Nearby, in Chihuly’s hometown of Tacoma, are two significant collections of Studio Art Glass. The Tacoma Art Museum owns about 900 pieces from Pilchuck School, 151 works donated by its cofounder Anne Gould Hauberg, 400 works from the collection of Paul Marioni who taught at Pilchuck for 15 years, and 110 works by native son, Dale Chihuly.

In addition, the Tacoma Museum of Glass, which opened only four years ago, offers changing exhibits by a broad spectrum of glass artists from around the word. My personal favorites are works by Toots Zynsky, who studied with Chihuly at Pilchuck. Unlike the usual blown glass, Zynsky creates free-form vessels from extruded fused-glass threads that give her pieces a textural appearance. Visitors can also observe glass blowing in progress at the west coast’s largest “hot shop,” inside the 90-foot stainless steel cone that gives the museum its distinctive silhouette. A rooftop sculpture by Martin Blank, consisting of 754 individually hand-sculpted pieces of glass, mostly from the Hot Shop, and a city-connecting bridge lined with Chihuly’s works make the outside environment as interesting as the inside galleries.

While this corner of the United States remains the hub of Studio Art Glass world wide, its spokes are far reaching. Last year, the Museum of Glass exhibited Chihuly’s Venetian-inspired works from the collection of Oregon entrepreneur, George R. Stroemple.

Alamance Arts in Graham, N.C. is currently hosting the only eastern seaboard site of works from the Stroemple collection. This remarkable exhibit features Chihuly’s most significant chandelier in existence and more than 50 additional works inspired by the artist’s 1988 trip to Venice. The exhibit is free and open to the public.

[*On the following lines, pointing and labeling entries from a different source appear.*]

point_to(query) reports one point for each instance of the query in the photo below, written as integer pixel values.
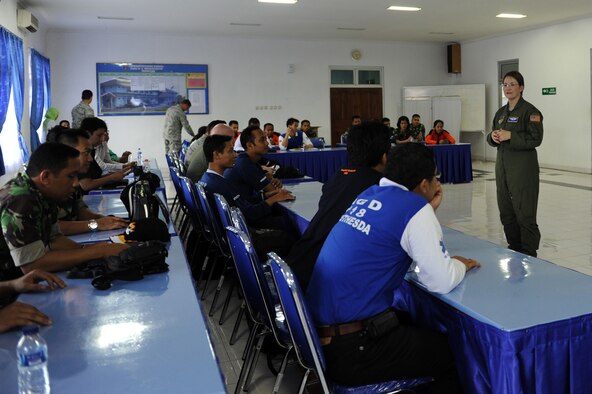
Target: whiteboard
(472, 102)
(448, 110)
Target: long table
(319, 164)
(518, 324)
(147, 336)
(110, 204)
(453, 161)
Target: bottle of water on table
(31, 352)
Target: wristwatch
(93, 225)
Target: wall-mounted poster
(149, 89)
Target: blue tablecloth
(518, 324)
(454, 162)
(319, 164)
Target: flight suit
(517, 174)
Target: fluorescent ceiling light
(511, 16)
(116, 18)
(279, 1)
(400, 8)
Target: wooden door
(347, 102)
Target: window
(356, 76)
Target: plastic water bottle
(31, 352)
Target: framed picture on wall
(149, 88)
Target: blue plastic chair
(306, 341)
(219, 239)
(263, 307)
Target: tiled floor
(565, 222)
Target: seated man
(363, 262)
(28, 214)
(197, 163)
(74, 216)
(273, 138)
(294, 138)
(252, 182)
(367, 148)
(417, 129)
(93, 178)
(220, 155)
(17, 314)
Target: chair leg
(278, 379)
(218, 289)
(250, 350)
(255, 360)
(303, 382)
(226, 303)
(239, 317)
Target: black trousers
(405, 352)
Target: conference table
(517, 324)
(147, 336)
(453, 161)
(319, 164)
(111, 204)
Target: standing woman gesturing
(517, 130)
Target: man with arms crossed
(28, 213)
(363, 262)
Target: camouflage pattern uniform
(517, 174)
(174, 121)
(417, 132)
(81, 112)
(70, 209)
(29, 222)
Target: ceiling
(438, 21)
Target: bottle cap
(29, 330)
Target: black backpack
(140, 259)
(140, 199)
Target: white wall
(244, 73)
(556, 56)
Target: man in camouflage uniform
(83, 110)
(74, 216)
(174, 122)
(28, 213)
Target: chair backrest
(300, 324)
(212, 219)
(238, 219)
(223, 208)
(194, 210)
(256, 288)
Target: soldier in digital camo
(28, 213)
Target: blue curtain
(12, 77)
(40, 93)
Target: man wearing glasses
(363, 262)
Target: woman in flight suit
(517, 130)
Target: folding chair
(267, 318)
(306, 341)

Local connections and opportunities in Studio Art Glass

Dale Chihuly: Venetians from the George R. Stroemple Collection

Through October 16, 2016
Free and open to the public
Alamance Arts
213 S Main Street, Graham
336-226-4495, www.alamancearts.org

The Olio, Inc

West End Mill Works
918 Bridge Street NW, Winston Salem
336-406-2937, www.theolio.org

This non-profit glass blowing facility offers workshops and demonstrations.

Rebeccah Byer, Founding Executive Director of The Olio, has a BFA in Crafts from University of Illinois at Urbana-Champaign, studied at Pilchuck Glass School and Corning School of Glass.

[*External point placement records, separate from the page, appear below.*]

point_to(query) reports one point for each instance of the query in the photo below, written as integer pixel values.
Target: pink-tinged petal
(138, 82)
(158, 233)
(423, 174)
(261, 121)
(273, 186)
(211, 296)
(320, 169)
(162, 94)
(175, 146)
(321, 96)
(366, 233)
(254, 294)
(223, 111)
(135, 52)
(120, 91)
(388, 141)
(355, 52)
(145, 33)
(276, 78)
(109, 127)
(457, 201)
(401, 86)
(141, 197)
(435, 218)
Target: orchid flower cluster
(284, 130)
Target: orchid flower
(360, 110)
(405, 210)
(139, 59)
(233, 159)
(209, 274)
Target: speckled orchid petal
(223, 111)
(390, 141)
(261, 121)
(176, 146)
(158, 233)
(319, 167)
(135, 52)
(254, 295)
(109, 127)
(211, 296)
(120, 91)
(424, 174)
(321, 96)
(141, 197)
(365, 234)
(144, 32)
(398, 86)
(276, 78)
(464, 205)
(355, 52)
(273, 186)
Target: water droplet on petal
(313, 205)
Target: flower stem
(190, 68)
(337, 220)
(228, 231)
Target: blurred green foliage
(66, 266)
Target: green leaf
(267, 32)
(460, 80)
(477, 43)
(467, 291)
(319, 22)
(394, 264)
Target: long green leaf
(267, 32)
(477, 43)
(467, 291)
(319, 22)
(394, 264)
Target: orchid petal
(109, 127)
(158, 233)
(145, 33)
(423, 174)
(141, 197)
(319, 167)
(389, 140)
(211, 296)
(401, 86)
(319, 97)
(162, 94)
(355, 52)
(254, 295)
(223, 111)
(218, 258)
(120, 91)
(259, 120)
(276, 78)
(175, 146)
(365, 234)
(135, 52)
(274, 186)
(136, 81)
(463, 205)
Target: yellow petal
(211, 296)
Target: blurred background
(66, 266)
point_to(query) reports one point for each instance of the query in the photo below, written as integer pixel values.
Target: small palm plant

Sawtooth School of Visual Arts

251 N. Spruce Street, Winston-Salem
336-723-7395, www.sawtooth.org

Sawtooth offers classes and workshops in glass slumping and fusing (in a kiln), as well as glass blowing and lampworking, and glass beading making.

Piedmont Craftsmen

601 North Trade Street, Winston-Salem
336-725-1516, www.piedmontcrastmen.org

You will find work by several outstanding glass artists at the The Piedmont Craftsmen Shop in the Downtown Arts District.  

Hickory Museum of Art

234 Third Ave. NE, Hickory
828-327-8576, www.HickoryMuseumofArt.org

The ongoing exhibit of Art Glass and Pottery from their permanent collection features a variety  of glass works, some fanciful, some elegant, including a  beautiful blue glass piece by Dale Chihuly.